Whither Musk’s Twitter

twitter musk

It must be excruciatingly difficult having to decide whether to put some of one’s hundreds-of-billions of dollars, along with potential future profit, at risk to affirm one’s previous public declaration of support for the freedom of speech principle. That is the dilemma that Musk has before him.

Musk finds Twitter threatened with an advertiser boycott. As I previously alluded to, the boycotters of free speech on Twitter could well find themselves boycotted by free-speech supporters. Two can play the boycott game. Musk seems to realize that now. He warned of a “thermonuclear name & shame” reprisal against boycotting advertisers.

Musk has expressed willingness to fight the “activist groups pressuring advertisers” and their compliant advertisers who are “trying to destroy free speech in America.”

But has Musk provided a free speech forum for all Twitter users? Yours truly, a small-fry free-speech, anti-racism, anti-war, anti-disinformation sporadic user of Twitter have been banished without notice or reason for several months now. I assume it is for my progressivist principles that are not shared by Democrats working in the Twitter space (e.g., support for Palestinian rights, support for Indigenous rights, support for all human rights, etc).

But changes are afoot at Twitter. Musk has cut the Twitter workforce in half. This is unfortunate for the ordinary workers just trying to earn an honest living; but, as far as cleaning out the anti-free-speech riff raff at Twitter, it might signal an opening for free-speech advocates.

Alas, Musk seems to think free speech shouldn’t be “free.” Twitter Blue will only be available to those who can afford the monthly $8 fee.

Donald Trump (a personality equally reprehensible to Joe Biden) has, as far as I know, not been invited for reinstatement to Twitter. I dislike most of Trump’s ideological views, but I support his right to express them honestly.

Then there is the case of Scott Ritter, an American patriot who comes across as a fierce critic of US imperialism. For his anti-imperialist views, he found himself banned from Twitter. After the takeover of Twitter by Musk, Ritter set up a new Twitter account and sent out a tweet, stating that Ukraine was behind the massacre at Bucha, as a challenge to Musk. Ritter, a former marine intelligence officer, found himself promptly banned from Twitter again.

Ritter quoted The Who: “Won’t get fooled again. Meet the new boss, same as the old boss.”

It is the early days of Twitter under Musk. Nonetheless, if Musk truly is a free speech devotee, truly is a man of principle, then he will use his Twitter ownership for the promotion of respectful free speech.

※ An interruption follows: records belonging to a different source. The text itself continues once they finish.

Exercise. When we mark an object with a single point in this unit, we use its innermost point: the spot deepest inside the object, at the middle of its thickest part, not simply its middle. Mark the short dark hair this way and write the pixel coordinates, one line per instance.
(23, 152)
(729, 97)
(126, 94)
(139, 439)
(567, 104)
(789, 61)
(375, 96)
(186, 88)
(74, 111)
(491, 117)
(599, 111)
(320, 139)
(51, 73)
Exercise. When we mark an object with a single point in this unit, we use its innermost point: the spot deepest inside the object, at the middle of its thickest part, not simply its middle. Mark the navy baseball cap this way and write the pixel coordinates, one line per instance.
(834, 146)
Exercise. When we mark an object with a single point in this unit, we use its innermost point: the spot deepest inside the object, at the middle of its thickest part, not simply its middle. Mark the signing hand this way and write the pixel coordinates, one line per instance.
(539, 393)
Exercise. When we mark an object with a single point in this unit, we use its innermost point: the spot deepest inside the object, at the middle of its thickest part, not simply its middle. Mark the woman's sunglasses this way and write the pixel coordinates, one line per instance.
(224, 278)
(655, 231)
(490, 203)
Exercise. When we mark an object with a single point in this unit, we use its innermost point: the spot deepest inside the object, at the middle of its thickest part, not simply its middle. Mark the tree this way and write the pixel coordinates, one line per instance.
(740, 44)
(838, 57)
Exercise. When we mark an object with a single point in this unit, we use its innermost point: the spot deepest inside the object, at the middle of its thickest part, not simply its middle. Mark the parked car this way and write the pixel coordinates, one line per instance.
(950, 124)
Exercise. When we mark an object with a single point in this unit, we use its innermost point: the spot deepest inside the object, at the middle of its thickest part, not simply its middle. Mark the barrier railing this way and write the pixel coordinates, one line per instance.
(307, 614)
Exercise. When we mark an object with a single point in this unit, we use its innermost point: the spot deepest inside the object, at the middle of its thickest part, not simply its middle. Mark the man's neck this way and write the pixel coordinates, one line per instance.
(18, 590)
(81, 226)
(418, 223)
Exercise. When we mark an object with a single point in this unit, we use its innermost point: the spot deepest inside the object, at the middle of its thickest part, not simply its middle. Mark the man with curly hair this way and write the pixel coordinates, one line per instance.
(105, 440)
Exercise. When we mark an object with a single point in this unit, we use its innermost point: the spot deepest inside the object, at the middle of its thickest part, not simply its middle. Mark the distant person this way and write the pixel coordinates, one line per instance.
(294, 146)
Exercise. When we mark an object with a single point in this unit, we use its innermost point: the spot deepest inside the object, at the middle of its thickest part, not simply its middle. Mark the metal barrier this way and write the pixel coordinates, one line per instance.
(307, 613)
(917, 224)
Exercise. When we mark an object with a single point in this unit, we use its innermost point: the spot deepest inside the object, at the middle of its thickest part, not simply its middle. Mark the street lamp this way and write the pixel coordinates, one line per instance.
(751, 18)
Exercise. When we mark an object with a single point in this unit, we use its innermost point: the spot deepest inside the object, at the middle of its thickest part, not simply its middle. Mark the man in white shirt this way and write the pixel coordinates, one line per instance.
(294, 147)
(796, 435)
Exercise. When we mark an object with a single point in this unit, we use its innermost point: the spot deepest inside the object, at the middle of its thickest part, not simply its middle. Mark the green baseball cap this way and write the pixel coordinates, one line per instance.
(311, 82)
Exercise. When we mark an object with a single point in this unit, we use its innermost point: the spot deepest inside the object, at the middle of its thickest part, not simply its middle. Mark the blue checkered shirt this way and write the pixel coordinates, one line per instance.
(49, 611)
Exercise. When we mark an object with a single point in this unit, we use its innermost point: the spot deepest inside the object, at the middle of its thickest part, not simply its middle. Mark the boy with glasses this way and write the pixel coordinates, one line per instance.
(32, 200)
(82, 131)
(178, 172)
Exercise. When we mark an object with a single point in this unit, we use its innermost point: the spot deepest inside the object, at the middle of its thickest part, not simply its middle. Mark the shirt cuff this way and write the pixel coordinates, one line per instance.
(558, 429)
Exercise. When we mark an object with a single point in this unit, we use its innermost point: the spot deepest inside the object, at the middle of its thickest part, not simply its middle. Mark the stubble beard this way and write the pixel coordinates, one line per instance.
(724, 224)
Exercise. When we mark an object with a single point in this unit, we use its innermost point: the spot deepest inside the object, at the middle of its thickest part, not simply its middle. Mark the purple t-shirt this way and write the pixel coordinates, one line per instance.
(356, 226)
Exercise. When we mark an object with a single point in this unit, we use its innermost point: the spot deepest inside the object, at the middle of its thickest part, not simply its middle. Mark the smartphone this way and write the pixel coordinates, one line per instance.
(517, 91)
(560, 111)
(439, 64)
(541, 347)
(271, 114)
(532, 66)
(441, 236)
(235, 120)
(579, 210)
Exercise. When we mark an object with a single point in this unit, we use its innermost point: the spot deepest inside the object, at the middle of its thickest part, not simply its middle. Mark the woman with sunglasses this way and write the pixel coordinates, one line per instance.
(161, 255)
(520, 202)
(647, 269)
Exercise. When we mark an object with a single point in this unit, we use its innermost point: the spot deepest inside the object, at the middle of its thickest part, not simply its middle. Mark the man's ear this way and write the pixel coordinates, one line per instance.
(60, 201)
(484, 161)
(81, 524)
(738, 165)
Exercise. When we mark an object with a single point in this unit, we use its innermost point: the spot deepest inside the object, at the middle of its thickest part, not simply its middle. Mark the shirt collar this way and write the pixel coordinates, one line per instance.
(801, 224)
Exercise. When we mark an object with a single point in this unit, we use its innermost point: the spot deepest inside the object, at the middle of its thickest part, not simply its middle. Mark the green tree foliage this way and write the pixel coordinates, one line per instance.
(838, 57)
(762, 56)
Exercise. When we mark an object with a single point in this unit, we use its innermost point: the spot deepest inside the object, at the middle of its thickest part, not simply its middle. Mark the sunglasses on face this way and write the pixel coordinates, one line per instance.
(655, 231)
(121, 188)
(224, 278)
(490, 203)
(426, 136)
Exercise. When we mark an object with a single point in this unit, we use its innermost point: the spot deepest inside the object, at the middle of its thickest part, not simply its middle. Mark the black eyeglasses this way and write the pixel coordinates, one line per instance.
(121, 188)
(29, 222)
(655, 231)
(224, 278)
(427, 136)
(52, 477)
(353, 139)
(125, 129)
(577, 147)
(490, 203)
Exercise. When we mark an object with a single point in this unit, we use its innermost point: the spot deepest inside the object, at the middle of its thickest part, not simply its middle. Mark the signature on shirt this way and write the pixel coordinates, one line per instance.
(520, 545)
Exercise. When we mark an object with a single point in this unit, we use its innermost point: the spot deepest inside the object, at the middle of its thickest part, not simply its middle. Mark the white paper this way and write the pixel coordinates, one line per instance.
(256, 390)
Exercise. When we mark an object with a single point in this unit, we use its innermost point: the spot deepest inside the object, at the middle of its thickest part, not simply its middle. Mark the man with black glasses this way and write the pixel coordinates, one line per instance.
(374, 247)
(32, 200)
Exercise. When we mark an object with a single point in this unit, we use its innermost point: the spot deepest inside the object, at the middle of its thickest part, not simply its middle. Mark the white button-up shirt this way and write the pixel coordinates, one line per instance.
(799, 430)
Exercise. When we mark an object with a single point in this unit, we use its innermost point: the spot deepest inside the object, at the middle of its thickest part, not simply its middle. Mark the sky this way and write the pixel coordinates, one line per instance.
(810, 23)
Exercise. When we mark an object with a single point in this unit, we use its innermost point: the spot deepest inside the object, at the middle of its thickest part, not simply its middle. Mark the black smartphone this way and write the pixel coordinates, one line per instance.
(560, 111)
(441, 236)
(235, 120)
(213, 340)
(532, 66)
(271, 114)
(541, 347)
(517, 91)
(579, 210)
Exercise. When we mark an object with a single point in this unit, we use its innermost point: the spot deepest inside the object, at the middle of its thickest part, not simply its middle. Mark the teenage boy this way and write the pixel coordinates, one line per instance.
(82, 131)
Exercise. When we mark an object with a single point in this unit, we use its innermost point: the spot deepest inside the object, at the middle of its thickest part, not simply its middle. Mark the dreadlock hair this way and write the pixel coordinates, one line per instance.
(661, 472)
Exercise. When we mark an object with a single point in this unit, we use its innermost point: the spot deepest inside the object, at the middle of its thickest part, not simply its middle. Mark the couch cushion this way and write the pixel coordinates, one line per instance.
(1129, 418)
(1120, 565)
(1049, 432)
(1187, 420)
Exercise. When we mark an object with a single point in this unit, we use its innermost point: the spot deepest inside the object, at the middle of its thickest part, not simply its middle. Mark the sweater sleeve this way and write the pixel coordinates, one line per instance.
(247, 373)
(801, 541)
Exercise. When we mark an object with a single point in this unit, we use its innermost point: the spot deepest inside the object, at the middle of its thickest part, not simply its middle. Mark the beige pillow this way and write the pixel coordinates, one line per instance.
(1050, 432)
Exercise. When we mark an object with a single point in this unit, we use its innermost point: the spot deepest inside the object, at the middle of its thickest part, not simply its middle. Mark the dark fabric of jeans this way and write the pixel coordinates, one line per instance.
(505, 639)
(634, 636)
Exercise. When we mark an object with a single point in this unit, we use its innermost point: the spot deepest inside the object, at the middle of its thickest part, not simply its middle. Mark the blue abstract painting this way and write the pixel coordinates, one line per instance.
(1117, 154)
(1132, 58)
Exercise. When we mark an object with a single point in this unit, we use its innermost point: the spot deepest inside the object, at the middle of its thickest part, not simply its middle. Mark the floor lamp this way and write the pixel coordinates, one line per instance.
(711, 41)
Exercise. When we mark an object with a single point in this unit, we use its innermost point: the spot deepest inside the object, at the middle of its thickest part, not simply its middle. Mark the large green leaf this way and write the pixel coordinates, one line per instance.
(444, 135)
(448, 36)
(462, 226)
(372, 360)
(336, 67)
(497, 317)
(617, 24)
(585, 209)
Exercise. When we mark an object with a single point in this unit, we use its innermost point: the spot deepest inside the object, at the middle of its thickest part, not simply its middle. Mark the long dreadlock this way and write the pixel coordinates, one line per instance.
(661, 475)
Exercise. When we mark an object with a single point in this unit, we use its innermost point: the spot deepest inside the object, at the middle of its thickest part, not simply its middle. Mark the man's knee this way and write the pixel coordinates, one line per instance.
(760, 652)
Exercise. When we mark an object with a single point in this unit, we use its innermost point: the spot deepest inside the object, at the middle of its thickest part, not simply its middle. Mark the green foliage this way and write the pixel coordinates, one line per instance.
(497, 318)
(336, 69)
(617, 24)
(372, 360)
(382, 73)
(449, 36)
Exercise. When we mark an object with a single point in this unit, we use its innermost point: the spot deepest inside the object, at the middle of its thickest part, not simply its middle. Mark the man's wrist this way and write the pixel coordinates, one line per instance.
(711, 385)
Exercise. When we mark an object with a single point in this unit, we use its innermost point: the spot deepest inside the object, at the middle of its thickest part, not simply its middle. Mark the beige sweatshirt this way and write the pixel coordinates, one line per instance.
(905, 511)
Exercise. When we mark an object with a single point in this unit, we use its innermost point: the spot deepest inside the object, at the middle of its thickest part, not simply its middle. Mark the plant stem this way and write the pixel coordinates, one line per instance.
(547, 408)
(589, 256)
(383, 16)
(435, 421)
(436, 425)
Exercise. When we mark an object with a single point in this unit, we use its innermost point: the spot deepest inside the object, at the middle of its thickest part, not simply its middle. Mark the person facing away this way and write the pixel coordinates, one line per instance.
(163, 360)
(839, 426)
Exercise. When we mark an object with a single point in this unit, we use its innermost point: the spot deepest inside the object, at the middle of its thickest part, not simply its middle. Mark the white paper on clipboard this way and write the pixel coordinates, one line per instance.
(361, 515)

I submit that Musk might best demonstrate this by setting in motion a twitter storm pushing for the release of Julian Assange, a heroic free-speech advocate and a principled supporter of the public’s right to know.

Assange has suffered at the hands of corrupt American power abetted by its minions for which he should never have been targeted or persecuted. Conversely, he should be celebrated for his actions which include exposing US war crimes in Iraq. If there is any justice in empire, then Assange must be released, exonerated of all wrongdoing, fairly recompensed, and regarded with all due respect for his sacrifice to humanity — as should all those brave souls who spoke out about the crimes of empire and find themselves languishing under unjust circumstances.